A maggior ragione la famiglia non capisce: in quelle condizioni non può uscire da solo, sulle sue gambe. «La risposta è stata: l'ospedale non è un carcere e non possono trattenerlo, se lui non vuole. Ma come: era sotto morfina ed antipsicotici, con un precedente attacco di panico e una perdita di conoscenza, e lo lasciano andare senza la nostra presenza? Noi chiediamo di attendere il nostro arrivo, per parlare con i medici di persona. Dall’ospedale mi rassicurano che "non lo butteranno fuori"».

Ma c’è qualcosa che non va. «Mio fratello mi fa sapere dopo pochi minuti – prosegue Stephanie – che nostro padre in realtà è già uscito e si trova in via Taverna da solo ad aspettarci. Così lo troviamo davvero in via Taverna, attaccato alle sbarre delle scuola con le ciabatte e la borsa con le sue cose. Indossava il pigiama e aveva il tubicino dell'accesso venoso a penzoloni. È triste pensare che abbiano lasciato uscire da solo un paziente oncologico in quello stato, con un attacco di panico e una perdita di conoscenza».
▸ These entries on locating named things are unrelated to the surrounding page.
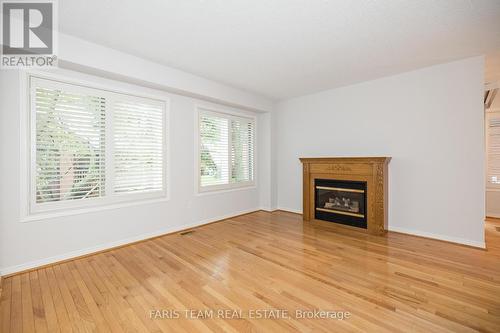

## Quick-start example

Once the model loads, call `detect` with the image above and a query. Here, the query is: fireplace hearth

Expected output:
[300,157,391,235]
[314,179,367,229]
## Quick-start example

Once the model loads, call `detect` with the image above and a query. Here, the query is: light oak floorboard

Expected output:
[0,211,500,333]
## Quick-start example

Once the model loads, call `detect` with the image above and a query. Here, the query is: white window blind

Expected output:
[30,77,167,213]
[35,86,106,203]
[199,110,255,190]
[113,101,164,193]
[486,112,500,187]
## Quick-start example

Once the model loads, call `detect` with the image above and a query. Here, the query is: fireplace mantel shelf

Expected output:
[300,156,391,235]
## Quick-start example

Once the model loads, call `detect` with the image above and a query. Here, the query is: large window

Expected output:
[29,77,166,213]
[486,111,500,189]
[198,109,255,191]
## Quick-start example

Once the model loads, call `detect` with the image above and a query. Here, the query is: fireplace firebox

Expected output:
[314,179,367,229]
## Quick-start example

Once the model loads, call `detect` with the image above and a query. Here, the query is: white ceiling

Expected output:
[59,0,500,99]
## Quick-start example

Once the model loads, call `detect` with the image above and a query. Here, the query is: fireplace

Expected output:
[314,179,368,229]
[300,157,391,235]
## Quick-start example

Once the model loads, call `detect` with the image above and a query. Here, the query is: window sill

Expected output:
[20,197,169,223]
[195,184,257,196]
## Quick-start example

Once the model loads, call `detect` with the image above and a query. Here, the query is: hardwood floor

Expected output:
[0,212,500,332]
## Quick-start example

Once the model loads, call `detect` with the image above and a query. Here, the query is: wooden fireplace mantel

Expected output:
[300,157,391,235]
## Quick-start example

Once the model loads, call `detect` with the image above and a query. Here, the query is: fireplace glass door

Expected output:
[315,179,367,228]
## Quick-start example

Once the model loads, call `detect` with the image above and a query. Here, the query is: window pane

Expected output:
[35,86,105,203]
[113,101,164,193]
[200,114,229,186]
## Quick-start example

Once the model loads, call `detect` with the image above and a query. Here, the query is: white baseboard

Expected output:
[389,226,486,249]
[0,208,260,276]
[276,207,302,215]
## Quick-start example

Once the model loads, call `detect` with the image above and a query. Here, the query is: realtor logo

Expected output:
[1,0,57,68]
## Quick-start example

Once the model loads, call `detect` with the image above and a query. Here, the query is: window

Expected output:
[198,109,255,191]
[29,77,166,213]
[486,112,500,189]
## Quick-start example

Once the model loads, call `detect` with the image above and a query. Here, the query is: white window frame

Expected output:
[195,105,258,195]
[484,109,500,192]
[20,70,170,222]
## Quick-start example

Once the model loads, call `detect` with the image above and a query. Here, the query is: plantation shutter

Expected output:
[199,113,229,186]
[487,112,500,187]
[231,119,254,183]
[199,111,255,188]
[113,99,165,194]
[31,79,106,203]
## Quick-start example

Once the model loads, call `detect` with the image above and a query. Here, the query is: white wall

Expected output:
[273,57,485,246]
[0,41,272,275]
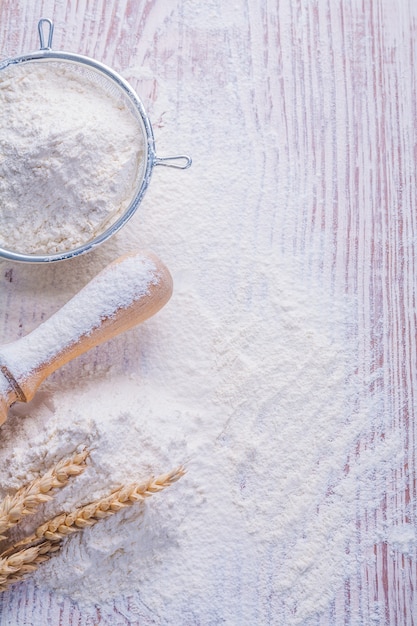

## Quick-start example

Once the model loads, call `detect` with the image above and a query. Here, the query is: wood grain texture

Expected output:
[0,0,417,626]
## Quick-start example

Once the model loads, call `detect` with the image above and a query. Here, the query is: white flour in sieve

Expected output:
[0,62,143,254]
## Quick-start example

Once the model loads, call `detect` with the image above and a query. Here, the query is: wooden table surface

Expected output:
[0,0,417,626]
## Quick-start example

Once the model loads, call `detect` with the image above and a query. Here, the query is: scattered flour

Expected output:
[0,6,406,626]
[0,250,401,625]
[0,62,144,254]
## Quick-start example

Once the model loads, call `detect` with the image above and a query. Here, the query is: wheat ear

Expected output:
[0,451,88,540]
[8,466,185,556]
[0,541,59,591]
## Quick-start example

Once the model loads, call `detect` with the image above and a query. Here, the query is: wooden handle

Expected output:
[0,252,172,424]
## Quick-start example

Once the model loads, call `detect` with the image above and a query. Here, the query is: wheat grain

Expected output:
[6,466,185,556]
[0,450,88,540]
[0,541,60,592]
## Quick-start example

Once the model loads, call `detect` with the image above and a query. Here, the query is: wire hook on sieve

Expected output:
[38,17,54,50]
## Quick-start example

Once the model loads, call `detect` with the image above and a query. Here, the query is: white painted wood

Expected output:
[0,0,417,626]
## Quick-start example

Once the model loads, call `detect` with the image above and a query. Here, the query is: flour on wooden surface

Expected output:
[0,62,143,254]
[0,250,401,624]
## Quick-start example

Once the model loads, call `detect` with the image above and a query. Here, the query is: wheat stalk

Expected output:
[13,466,185,549]
[0,541,60,592]
[0,466,185,592]
[0,451,88,540]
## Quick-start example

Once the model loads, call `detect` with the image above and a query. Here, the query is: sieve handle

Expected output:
[38,17,54,50]
[154,154,192,170]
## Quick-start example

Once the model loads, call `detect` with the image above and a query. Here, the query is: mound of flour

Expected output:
[0,255,401,625]
[0,62,144,254]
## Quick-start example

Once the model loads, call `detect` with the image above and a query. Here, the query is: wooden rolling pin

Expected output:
[0,251,172,425]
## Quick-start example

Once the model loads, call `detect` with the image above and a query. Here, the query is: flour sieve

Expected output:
[0,18,191,263]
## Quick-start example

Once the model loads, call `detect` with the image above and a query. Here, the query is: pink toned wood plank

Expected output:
[0,0,417,626]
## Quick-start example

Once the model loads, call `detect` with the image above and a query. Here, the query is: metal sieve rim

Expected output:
[0,18,192,263]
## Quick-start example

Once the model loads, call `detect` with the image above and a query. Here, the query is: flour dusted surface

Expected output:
[0,62,143,254]
[0,251,400,625]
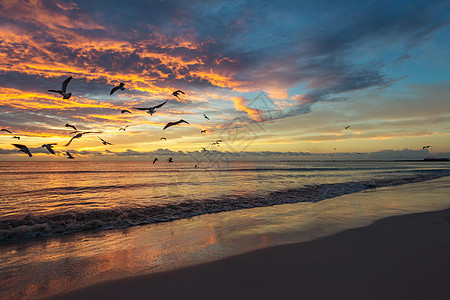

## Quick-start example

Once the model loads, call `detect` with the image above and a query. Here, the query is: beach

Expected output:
[49,209,450,299]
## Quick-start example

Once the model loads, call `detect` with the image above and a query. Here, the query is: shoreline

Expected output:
[46,209,450,299]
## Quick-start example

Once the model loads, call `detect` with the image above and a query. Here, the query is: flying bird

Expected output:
[172,90,184,99]
[11,144,33,157]
[109,82,125,95]
[133,100,167,115]
[163,119,189,130]
[97,135,112,146]
[0,128,12,134]
[64,124,78,132]
[42,143,56,154]
[48,76,72,99]
[64,131,102,147]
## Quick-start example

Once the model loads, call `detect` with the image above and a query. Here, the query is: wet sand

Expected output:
[49,209,450,299]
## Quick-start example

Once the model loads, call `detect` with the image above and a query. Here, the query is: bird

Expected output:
[11,144,33,157]
[133,100,168,115]
[48,76,72,99]
[109,82,125,95]
[163,119,189,130]
[172,90,184,99]
[64,124,78,132]
[65,131,102,147]
[97,135,112,146]
[0,128,12,134]
[42,143,57,154]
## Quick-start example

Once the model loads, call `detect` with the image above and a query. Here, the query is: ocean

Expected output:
[0,160,450,242]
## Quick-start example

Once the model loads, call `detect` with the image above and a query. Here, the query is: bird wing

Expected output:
[61,76,72,93]
[153,100,167,109]
[109,86,120,95]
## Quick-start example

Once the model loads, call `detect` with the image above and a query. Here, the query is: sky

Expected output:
[0,0,450,161]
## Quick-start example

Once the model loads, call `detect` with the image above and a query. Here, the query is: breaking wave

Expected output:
[0,172,450,241]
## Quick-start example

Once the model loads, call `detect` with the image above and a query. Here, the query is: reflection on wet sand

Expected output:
[0,178,450,299]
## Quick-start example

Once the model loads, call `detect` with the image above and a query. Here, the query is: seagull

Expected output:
[109,82,125,95]
[48,76,72,99]
[0,128,12,134]
[64,131,102,147]
[133,100,167,115]
[64,124,78,132]
[163,119,189,130]
[11,144,33,157]
[42,143,56,154]
[172,90,184,99]
[97,135,112,146]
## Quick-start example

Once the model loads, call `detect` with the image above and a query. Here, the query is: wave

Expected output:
[0,172,450,241]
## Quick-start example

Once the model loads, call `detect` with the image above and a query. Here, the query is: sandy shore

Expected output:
[46,210,450,299]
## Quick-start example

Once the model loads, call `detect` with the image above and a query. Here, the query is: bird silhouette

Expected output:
[109,82,125,95]
[163,119,189,130]
[172,90,184,99]
[0,128,12,134]
[11,144,33,157]
[48,76,72,99]
[133,100,167,115]
[64,124,78,131]
[42,143,57,154]
[97,136,112,146]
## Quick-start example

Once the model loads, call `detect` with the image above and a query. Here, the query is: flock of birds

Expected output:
[0,76,216,164]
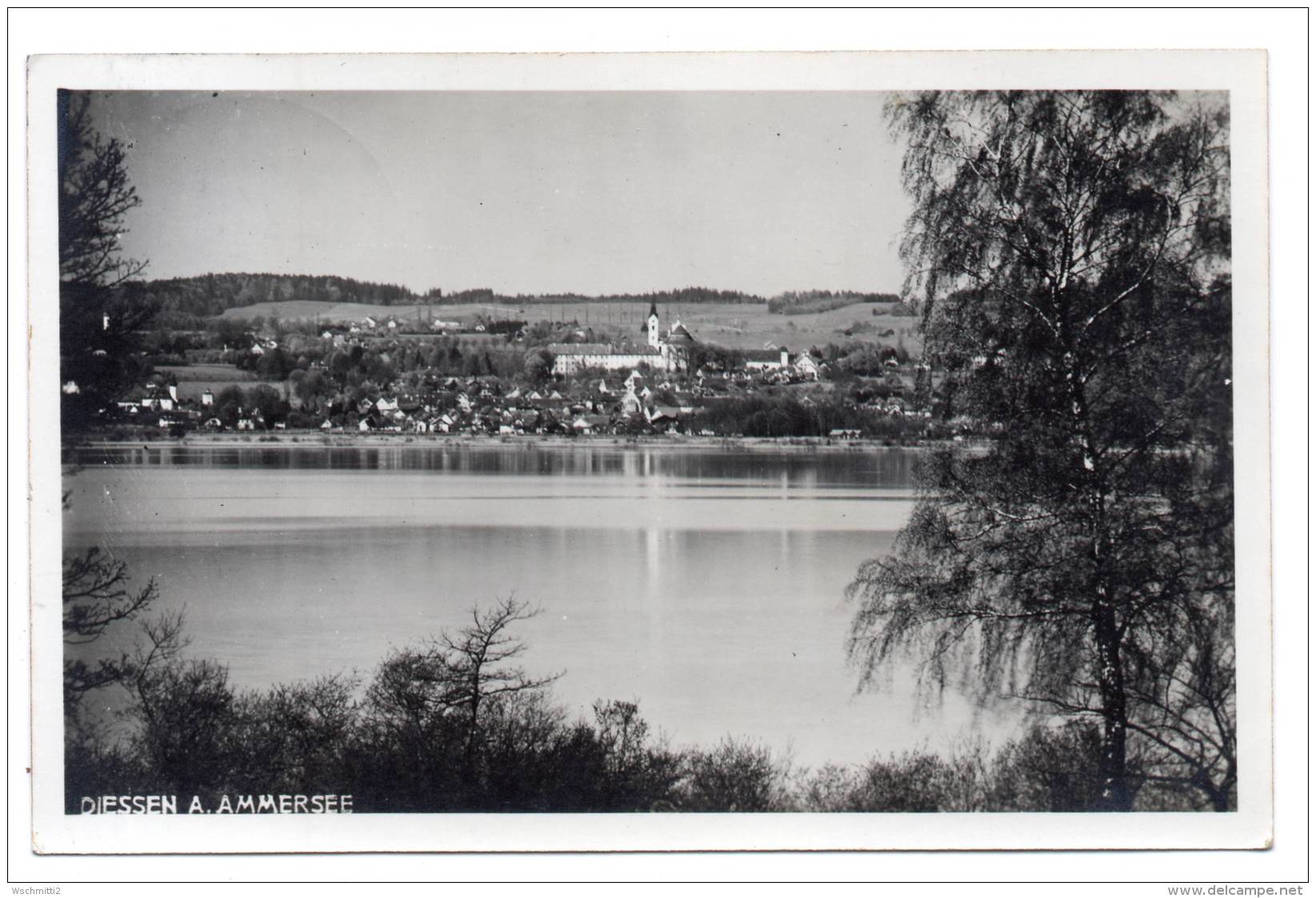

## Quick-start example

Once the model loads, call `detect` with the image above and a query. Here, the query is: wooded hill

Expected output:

A maggior ragione, il signor Modenesi dimostra di stare ancora male. Nella serata di quello stesso giorno viene riportato al pronto soccorso. «Ho chiesto più volte spiegazioni di quanto successo - precisa la figlia - ma non ho ancora ricevuto risposte. Nostro padre è stato accompagnato negli ultimi suoi giorni di vita dalle Cure palliative a Borgonovo, dove ha ritrovato un porto sicuro dove poter morire con dignità, dopo qualche giorno dalla vicenda in ospedale. Per questo non smetteremo mai di ringraziare tutto il personale dell'Hospice». Stephanie chiede però ancora spiegazioni all’Ausl di Piacenza. «L’episodio che gli è capitato è disumano e inammissibile. Non abbiamo visto la giusta umanità per supportare un paziente in stato terminale, che meritava più dignità. Come famiglia ci auguriamo che altri pazienti e famiglie non debbano vivere un'esperienza dolorosa come questa. L’azienda sembra più preoccupata da una nostra denuncia. A noi interessa capire cosa non abbia funzionato, in modo che nessuno debba trovarsi in questa situazione».